Once upon a time when Ladybird was on her way to work and just got off the train, she was stunned to see a mallard (Stockente in German) walking around on the other platform.
What the heck! She did not believe her eyes. What was the animal doing here in the middle of a very busy city quarter away from the lake and several meters below street level?
Ladybird stood still for a while watching the duck as people around her minded their own business. She soon realised that the duck was calling and immediately thought: “Oh my, this is mummy looking for her young ones. I’d better help her.”
Ladybird ran up the stairs and down again to platform 2, she looked around and there right along a mostly unused track and the wall going up to the busy road above she saw five fluffy ducklings, which were only about one week old and stumbling in the little green there was. How did they end up here, Ladybird wondered.
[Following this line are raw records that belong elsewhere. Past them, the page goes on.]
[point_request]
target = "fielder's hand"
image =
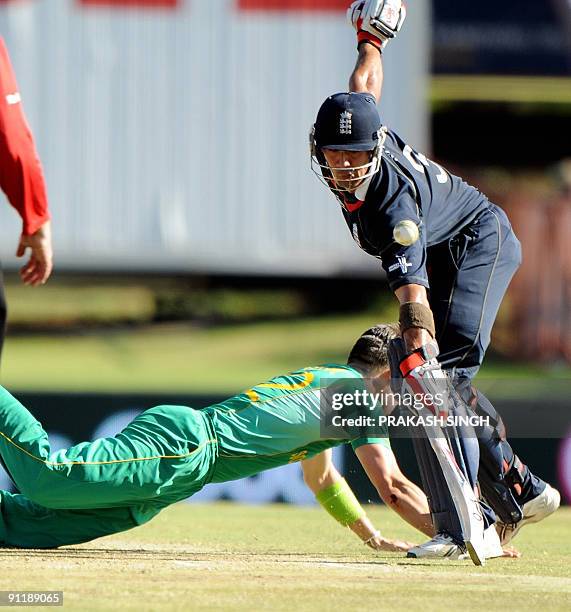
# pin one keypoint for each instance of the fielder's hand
(377, 21)
(39, 266)
(377, 542)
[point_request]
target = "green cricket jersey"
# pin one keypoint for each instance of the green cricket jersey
(276, 422)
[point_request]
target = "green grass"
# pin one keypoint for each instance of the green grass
(232, 557)
(183, 358)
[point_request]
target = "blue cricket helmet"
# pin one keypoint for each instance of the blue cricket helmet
(348, 122)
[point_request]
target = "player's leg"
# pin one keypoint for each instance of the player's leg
(166, 453)
(484, 259)
(25, 524)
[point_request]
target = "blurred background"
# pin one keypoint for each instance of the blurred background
(196, 254)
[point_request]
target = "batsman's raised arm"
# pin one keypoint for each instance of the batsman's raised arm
(376, 22)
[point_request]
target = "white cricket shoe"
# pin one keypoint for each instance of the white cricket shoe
(442, 546)
(533, 511)
(492, 545)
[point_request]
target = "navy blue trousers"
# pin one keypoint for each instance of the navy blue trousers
(469, 275)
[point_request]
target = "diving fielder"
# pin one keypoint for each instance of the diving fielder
(168, 453)
(22, 180)
(449, 275)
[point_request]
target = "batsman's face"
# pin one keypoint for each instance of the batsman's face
(348, 167)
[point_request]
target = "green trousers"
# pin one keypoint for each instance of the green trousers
(97, 488)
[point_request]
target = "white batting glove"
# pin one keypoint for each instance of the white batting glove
(376, 21)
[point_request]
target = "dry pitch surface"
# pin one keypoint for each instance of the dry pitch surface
(233, 557)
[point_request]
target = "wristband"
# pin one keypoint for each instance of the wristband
(340, 502)
(363, 36)
(415, 314)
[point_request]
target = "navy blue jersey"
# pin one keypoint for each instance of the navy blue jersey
(409, 186)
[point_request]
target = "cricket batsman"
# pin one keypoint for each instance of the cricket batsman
(449, 255)
(168, 453)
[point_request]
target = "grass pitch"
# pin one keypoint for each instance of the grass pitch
(232, 557)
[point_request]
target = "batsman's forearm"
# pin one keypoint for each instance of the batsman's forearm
(363, 528)
(410, 503)
(367, 76)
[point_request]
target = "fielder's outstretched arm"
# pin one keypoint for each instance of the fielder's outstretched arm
(395, 489)
(336, 497)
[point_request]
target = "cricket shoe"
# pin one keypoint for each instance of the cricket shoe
(442, 546)
(536, 510)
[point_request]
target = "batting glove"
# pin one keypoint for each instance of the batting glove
(376, 21)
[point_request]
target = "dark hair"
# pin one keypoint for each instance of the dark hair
(371, 349)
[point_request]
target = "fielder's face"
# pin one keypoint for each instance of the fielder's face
(348, 167)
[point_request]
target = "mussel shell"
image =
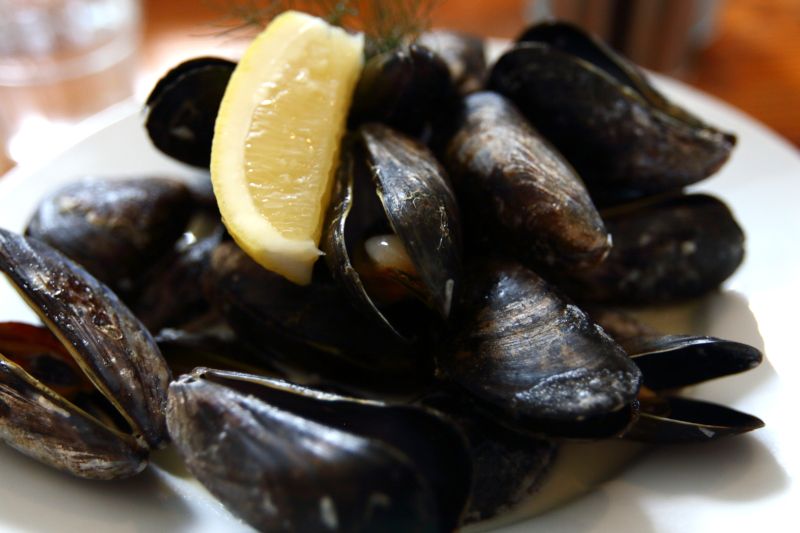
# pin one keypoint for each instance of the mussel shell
(342, 229)
(686, 420)
(182, 108)
(464, 55)
(512, 181)
(673, 361)
(508, 467)
(664, 250)
(40, 423)
(527, 353)
(172, 292)
(113, 348)
(40, 354)
(311, 328)
(420, 206)
(287, 458)
(403, 88)
(115, 228)
(623, 143)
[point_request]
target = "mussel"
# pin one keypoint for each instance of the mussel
(389, 184)
(514, 186)
(111, 347)
(183, 106)
(671, 362)
(464, 55)
(115, 228)
(665, 249)
(404, 88)
(288, 458)
(624, 138)
(536, 359)
(309, 328)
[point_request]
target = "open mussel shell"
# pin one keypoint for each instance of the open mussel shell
(107, 342)
(677, 420)
(520, 189)
(287, 458)
(523, 351)
(420, 207)
(182, 108)
(115, 228)
(672, 361)
(416, 204)
(664, 250)
(622, 136)
(464, 55)
(43, 425)
(311, 328)
(403, 88)
(669, 362)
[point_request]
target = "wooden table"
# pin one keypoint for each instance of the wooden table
(753, 63)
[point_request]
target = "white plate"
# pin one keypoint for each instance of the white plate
(741, 484)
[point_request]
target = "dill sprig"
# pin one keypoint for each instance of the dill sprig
(386, 24)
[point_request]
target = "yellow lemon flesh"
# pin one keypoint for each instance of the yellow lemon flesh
(277, 136)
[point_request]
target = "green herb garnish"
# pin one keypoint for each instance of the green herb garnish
(386, 24)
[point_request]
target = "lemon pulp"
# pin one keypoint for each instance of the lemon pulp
(277, 136)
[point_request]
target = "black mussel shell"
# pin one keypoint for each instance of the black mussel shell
(111, 347)
(420, 206)
(386, 179)
(664, 250)
(182, 108)
(403, 88)
(464, 55)
(109, 343)
(43, 425)
(172, 292)
(623, 137)
(525, 352)
(286, 458)
(311, 328)
(37, 351)
(115, 228)
(507, 466)
(672, 361)
(672, 420)
(515, 185)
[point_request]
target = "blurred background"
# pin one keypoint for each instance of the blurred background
(64, 60)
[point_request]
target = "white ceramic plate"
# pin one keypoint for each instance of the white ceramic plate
(741, 484)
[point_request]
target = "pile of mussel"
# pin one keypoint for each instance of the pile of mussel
(486, 223)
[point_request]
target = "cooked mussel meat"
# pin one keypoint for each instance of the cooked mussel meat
(182, 108)
(623, 137)
(287, 458)
(512, 181)
(309, 328)
(111, 347)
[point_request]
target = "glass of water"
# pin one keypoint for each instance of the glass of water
(61, 61)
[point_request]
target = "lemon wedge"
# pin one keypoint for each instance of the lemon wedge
(277, 136)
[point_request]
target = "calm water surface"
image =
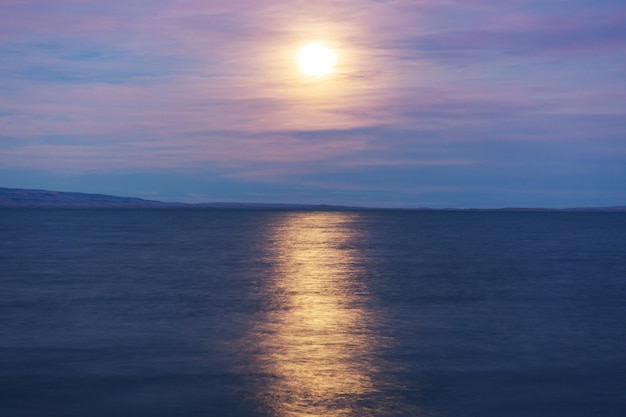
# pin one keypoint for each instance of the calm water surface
(295, 313)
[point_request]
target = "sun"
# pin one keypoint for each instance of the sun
(316, 60)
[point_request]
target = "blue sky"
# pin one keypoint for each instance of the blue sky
(443, 103)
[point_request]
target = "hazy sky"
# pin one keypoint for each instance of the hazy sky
(438, 103)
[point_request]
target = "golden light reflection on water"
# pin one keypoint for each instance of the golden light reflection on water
(316, 343)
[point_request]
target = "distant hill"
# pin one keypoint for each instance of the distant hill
(16, 198)
(13, 197)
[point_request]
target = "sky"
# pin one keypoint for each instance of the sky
(433, 103)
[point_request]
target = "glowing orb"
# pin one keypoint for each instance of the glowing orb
(316, 60)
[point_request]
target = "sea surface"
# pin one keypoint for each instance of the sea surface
(150, 313)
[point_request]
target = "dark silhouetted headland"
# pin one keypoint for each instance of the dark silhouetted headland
(25, 198)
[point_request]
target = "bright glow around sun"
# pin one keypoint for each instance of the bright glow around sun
(316, 60)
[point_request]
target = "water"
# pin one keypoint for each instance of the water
(278, 313)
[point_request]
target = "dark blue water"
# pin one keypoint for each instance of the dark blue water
(276, 313)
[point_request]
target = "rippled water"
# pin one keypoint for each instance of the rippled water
(295, 313)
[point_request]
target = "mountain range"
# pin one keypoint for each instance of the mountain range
(26, 198)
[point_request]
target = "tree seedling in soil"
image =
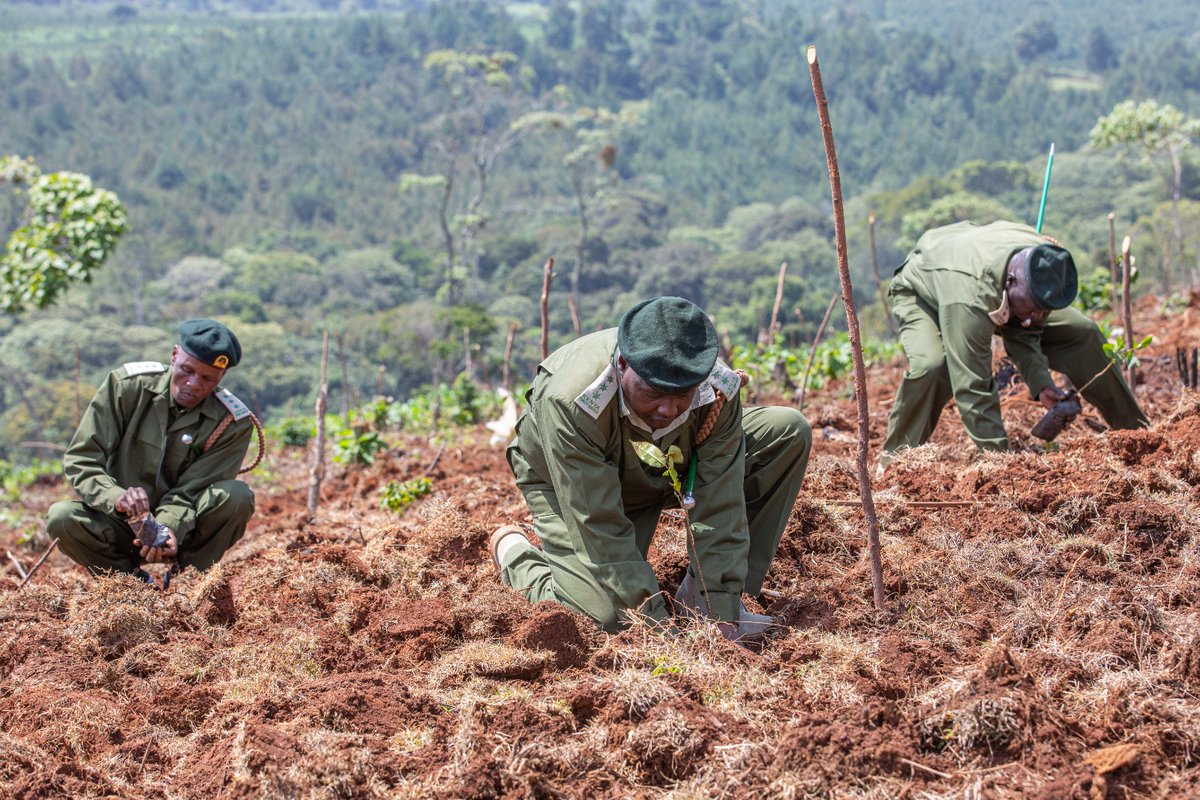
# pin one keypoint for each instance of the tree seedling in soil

Mommy, however, was calling into the other direction and decisively walking away from the five towards the tunnel. Ladybird’s pulse had gone up by now and adrenaline circulated in her blood. As a matter of fact, high-pitched answer calls came from the tunnel.
Oh my word, some ducklings got lost in there. Two were walking out of it and seemed in sight of her mummy walking between the track and along it, but the platform was almost half a meter higher than the track. An obstacle a flightless duckling can’t overcome. The situation looked desperate, indeed.
Ladybird felt sad and frustrated that she could not just jump onto the tracks and get those little poor fluffy balls back to safety. For one thing it was forbidden and more importantly deadly as trains regularly rolled in. What’s more, mummy and her offspring surely were suspicious of human beings and could run away anyway.
So Ladybird ran to platform 1 again trying to see how many ducklings might still have been in the dark tunnel completely ignoring the german lessons she was meant to begin teaching in only a few minutes.
She stood at the very end of the platform only just on the safety lines gazing into the tunnel with her what felt like a prolonged giraffe neck, when on platform 1 a train arrived. People of all walks of life were rushing out of it and up the stairs to get to work.
Then the train driver honked three times. It was an ear-piercing noise that startled Ladybird, who was still focusing onto the tunnel. She looked to the train driver noticing that he was concerned about her safety and a bit upset. He obviously could not know why she was standing there. “What happens when the several-ton weighing locomotive started moving into the tunnel?” is all she could think of. She stepped back a bit and closed her eyes and ears…
Meanwhile, a man came standing next to Ladybird as he had also seen the ducklings and mummy mallard on the other platform. “It looks like they are not where they belong.” he said. “Sure enough.” Ladybird answered. “Oh, hopefully this does not end in a drama.” he added and left. “I will give my best and call for help now.” Ladybird convincingly murmured.
She new the man for she grew up watching his TV series “Das Spielhaus” (Play School) and listening to and laughing out loud while trying to read his very famous “Totemügerli” (sorry, translation is not possible, but think of it as a very creative play with words that mainly do not exist and sum up to an intriguing story all the same. You can, however, watch him perform it and see the words at the same time by clicking here). The man was Franz Hohler, a famous Swiss author and cabaret artist.
Ladybird now quickly called her employer to let it know she would be late due to a duckling emergency. Then she googled for organisations that help animals in trouble and made several phone calls. An animal rescue organisation finally told her they would come to the scene but needed some time as they were located out of the city and therefore would also inform the water police. Ladybird had left her phone number and asked for an update later in the day. There was nothing else she could do but hope there would be a happy end.
She arrived at school and taught the students some new words in German that felt essential at the moment: duck – die Ente, emergency – der Notfall, ducklings – die Küken, tunnel – der Tunnel, train driver – der Lokomotivführer, author – der Schriftsteller. They then heard an unusual and touching story and reacted with interest and compassion. Everybody wanted to know how this story had ended. In her heart, Ladybird, too, could hardly wait until after class when she wanted to check back on the rescue team and the duck family.
Later that day, she learned that it was the Zurich water police who arrived first on the scene and was able to rescue mummy mallard and her ducklings. Their city expedition was brought to an end and they got to set foot again in water on Lake Zurich.
Ladybird was very happy and joyful having a broad and contagious smile on her face. By all means, she wanted to share the happy end with Franz Hohler and the whole story with as many people as possible. She wrote the author an email with the good news and he promptly and surprisingly answered delighted with the outcome and a big thank you in the form of a little story spontaneously and especially written for the occasion. Ladybird was over the moon.
And they all lived happily ever after.